TEMPO.CO, Jakarta - Ketua Dewan Perwakilan Rakyat Ade Komarudin mengatakan, walaupun revisi Undang-Undang Nomor 30 Tahun 2002 tentang Komisi Pemberantasan Korupsi ditunda, revisi UU tersebut tetap masuk dalam Program Legislasi Nasional (Prolegnas).
"Enggak (dicabut). Prolegnas kan diubah setiap tahun. Kami tidak ada niat untuk mengubah itu," ujar Akom, sapaan akrab Ade, saat ditemui di kompleks parlemen, Senayan, Jakarta, seusai rapat konsultasi bersama Presiden Joko Widodo, Senin, 22 Februari 2016.
Wakil Ketua Badan Legislasi Firman Soebagyo juga menyatakan hal yang serupa dengan Akom. "Tetap ada di dalam Prolegnas," ujar Firman yang juga turut hadir dalam rapat konsultasi antara pimpinan DPR dan Jokowi di Istana Negara.
Firman pun menegaskan bahwa revisi UU KPK itu hanya ditunda. "Pemerintah dan DPR akan membahas itu, tapi belum tahu kapan," ujarnya. Penundaan itu dimaksudkan agar masyarakat mengerti apa saja poin-poin yang akan direvisi dalam UU lembaga antirasuah itu. "Isu yang berkembang kan mengenai masalah batas waktu usia KPK selama 12 tahun," tuturnya.
Padahal, menurut Firman, DPR dan pemerintah hanya akan fokus pada empat poin revisi, yakni penyadapan, Dewan Pengawas, penyelidik dan penyidik independen, serta kewenangan penerbitan Surat Perintah Penghentian Penyidikan (SP3). "Soal SP3, Presiden menyatakan harus diatur karena menyangkut hak seseorang," katanya.
Firman pun menampik bahwa ditundanya revisi UU KPK karena adanya ancaman dari Ketua KPK Agus Rahardjo untuk mengundurkan diri apabila revisi UU KPK jadi dilakukan. "Mundur, ya, mundur saja, enggak ada masalah," ujar Firman menambahkan.

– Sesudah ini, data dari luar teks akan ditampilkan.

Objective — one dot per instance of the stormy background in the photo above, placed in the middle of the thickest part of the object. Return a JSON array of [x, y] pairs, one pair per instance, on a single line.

Siang tadi, pimpinan DPR, pimpinan fraksi, dan beberapa pimpinan komisi menggelar rapat konsultasi bersama Jokowi. Dalam rapat itu, dibahas perkembangan pembahasan UU yang ada dalam Prolegnas 2016. Selain itu, pemerintah dan DPR sepakat menunda revisi UU KPK.